I could really use some ravine calm.

What awaited at a future ravine visit

And I set out, only to discover the wind having its way with the wind chimes and garbage bins, that my memory card is full, and find myself here, taking shelter, and talking myself into removing images from my memory card instead of going to the pharmacy for a new one.

When I tap to delete an image, my camera asks if I’m sure I mean it.  I choose yes, even though I’m thinking “nooooo!

And I start having conversations with myself about other things to which I’ve been saying no.

“Think about your decision,” I tell myself, “to pass on the elevator and take the stairs.  Nine flights of them.  Yes, it’s the only form of exercise you’re getting right now, and yes, you’d been meaning to do it for months.  But it’s only since the pandemic that you’re finally delivering.  And yes, it’s for your well-being, but it’s for everyone else’s, too. 

 “And there’s the time you could spend zoning out with television, but you’re using it instead to prepare the contemplative services you’re leading online.  And you are picking up the phone to look after others, even if it’s not as often as you wish.  And yes, you’re doing all this to feel good, but you’re not only doing it for yourself.”
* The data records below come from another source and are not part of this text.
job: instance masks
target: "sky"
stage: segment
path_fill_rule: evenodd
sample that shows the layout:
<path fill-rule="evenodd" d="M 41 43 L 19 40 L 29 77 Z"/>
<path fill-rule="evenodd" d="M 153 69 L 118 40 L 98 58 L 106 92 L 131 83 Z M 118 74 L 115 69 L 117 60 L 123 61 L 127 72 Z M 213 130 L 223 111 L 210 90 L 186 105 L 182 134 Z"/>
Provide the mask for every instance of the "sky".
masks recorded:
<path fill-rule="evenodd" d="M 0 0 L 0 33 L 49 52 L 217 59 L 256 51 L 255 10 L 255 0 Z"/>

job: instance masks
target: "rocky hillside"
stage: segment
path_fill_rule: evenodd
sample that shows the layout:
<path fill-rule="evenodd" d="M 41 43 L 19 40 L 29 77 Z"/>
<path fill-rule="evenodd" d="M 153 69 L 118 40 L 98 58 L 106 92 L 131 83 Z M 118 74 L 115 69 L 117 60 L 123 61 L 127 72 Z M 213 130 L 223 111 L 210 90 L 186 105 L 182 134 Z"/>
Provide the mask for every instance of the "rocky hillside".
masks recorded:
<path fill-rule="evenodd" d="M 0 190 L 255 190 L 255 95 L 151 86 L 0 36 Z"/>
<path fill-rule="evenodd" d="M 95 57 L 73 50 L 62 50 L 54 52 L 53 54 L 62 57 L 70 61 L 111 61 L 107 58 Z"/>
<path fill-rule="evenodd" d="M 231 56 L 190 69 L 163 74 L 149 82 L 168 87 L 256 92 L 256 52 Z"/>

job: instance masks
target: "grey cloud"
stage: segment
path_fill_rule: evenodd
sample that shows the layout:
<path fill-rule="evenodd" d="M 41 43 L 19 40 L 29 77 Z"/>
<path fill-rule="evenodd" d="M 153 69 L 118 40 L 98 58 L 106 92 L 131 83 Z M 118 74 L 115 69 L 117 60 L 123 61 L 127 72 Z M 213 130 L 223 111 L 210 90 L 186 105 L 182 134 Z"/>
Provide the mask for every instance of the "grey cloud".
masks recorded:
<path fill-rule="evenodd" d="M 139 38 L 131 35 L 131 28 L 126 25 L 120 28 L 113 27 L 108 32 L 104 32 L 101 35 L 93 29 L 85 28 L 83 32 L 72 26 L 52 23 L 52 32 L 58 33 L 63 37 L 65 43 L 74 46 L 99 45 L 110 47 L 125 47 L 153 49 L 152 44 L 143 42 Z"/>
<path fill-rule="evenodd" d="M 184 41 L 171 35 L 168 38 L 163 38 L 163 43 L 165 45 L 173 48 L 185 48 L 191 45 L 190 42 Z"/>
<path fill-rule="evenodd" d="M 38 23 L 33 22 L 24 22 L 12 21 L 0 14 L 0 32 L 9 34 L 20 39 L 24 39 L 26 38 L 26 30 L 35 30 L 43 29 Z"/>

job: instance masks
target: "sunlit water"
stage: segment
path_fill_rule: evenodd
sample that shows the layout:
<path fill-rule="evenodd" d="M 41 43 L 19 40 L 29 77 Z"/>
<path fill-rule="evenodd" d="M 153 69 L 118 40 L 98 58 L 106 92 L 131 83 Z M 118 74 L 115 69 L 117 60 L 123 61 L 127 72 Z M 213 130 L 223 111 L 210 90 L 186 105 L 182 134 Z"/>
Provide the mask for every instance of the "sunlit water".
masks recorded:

And then, the subject that trumps them all.

“Think about the chopped liver,” I tell myself.

“No,” I answer back.  “Don’t make me think about the chopped liver.  Why does chopped liver get such a terrible reputation, anyway?”

“You mean the chopped liver available in the deli over at St. Clair and Yonge serving takeout?”

“Oh, man.  I can’t take it.”

“But you can take it.  You have taken it.  How many times have you wanted that chopped liver sandwich, but – ”

“With sweet potato fries and a coke, don’t forget.”

“- but decided not to get it, because you didn’t think it would be fair to the staff or you, or anyone you or they come into close contact with.  So forget your perfect offering.”

“Hey, that’s one of my favourite Leonard Cohen quotes.  Keep going.”

“Forget the gevurah you meant to exercise but didn’t.  Think about the gevurah you did choose, for yourself and others.  Okay, maybe you don’t get an A for week two of the Omer.  But you definitely get a B.  No.  Screw that.  Normal times, you get a B.  But how normal are these times, when your most common way of answering people who ask how you’re doing is to say that you’re okay, but that you always feel like you’re on the edge?

B+, baby.  You get a B+.  Now let’s see what you can do from here.”

Your turn…

Now how about you? What’s your experience of late or of life in general in balancing chesed or loving-kindness with gevurah in the forms of boundaries, strength, courage? Or how have you witnessed it in others? Got advice or insights you would care to offer to others? Any thoughts on your mind are welcome below.